Lawmakers square off over state's new immigration law
The Norman Transcript
The country, Morrissette said, "is big enough to follow the law. If you work, pay taxes and go by the rules, then you should be given a reasonable chance to become a U.S. citizen."
Responding to Terrill's complaints of opposition groups filing suit over the bill, Morrissette said he hoped the courts "would do something" about the bill. "I suspect they will. I suspect the federal court will take some action."
Echoing Terrill, Carol Helm, a representative of Immigration Reform for Oklahoma Now, said Oklahoma was facing an "invasion" by illegal aliens.
"Our group is non-partisan," she said. "The thing that brings us together is one issue: the illegal alien invasion."
The states, she said, have every right to enforce immigration laws.
"Why are these laws not being enforced?
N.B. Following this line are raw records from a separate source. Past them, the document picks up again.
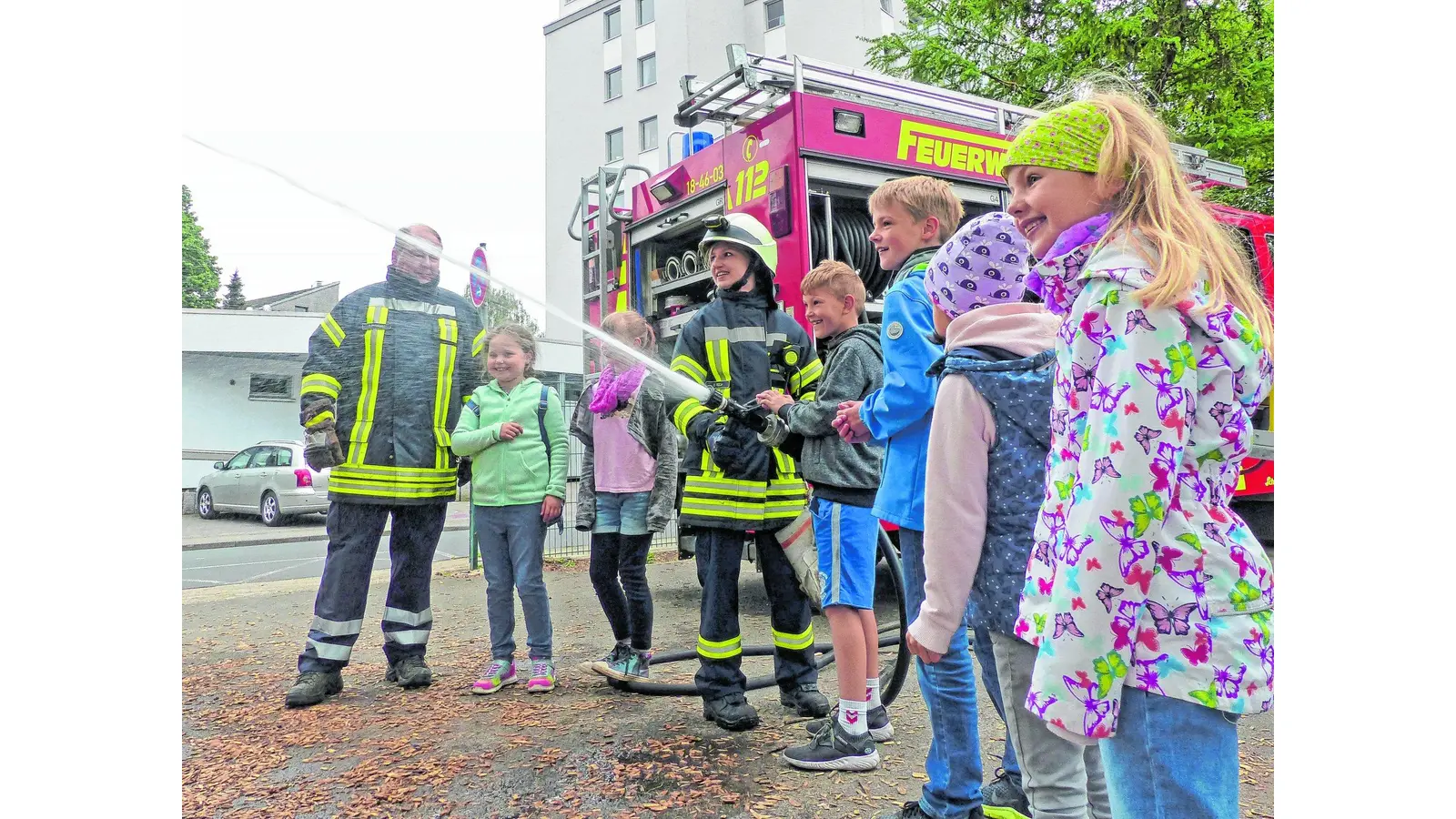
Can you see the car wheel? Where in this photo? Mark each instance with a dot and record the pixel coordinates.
(204, 504)
(268, 509)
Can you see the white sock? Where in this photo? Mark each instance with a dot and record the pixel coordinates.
(873, 693)
(852, 717)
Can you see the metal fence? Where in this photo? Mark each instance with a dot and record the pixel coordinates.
(568, 542)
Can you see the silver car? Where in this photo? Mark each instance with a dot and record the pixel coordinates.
(268, 480)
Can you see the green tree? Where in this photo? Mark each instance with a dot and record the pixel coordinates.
(235, 295)
(1206, 66)
(501, 307)
(200, 273)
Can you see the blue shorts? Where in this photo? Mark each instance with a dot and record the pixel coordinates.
(848, 540)
(622, 511)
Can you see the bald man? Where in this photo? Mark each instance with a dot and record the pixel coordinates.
(386, 376)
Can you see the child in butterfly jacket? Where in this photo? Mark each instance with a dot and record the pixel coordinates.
(985, 477)
(1148, 596)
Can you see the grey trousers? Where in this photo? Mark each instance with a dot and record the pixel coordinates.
(1062, 780)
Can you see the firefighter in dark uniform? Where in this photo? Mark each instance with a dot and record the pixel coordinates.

There are many, many laws on the books that are being overlooked."
The forum's fourth speaker, University of Tulsa professor Linda Allegro, said the bill has generated many unanswered questions.
"We don't have all the answers yet. We don't know if it will be more costly to enforce this law."
Allegro said other issues have been absent from the debate over the new law.
"We have to look at how the global economy is reshaping labor availability," she said. "The North American Free Trade Agreement has created a paradox, a borderless movement of goods, services and capital and, at the same time, more limited immigration."
And HB 1804 had made things worse by creating "racial divisions."
"It's contributed to more tension between whites and Hispanics; where the former are viewed as racists and the later as criminal," she said.
The Oklahoma Political Science Association annual conference continues through today at the State Capitol building.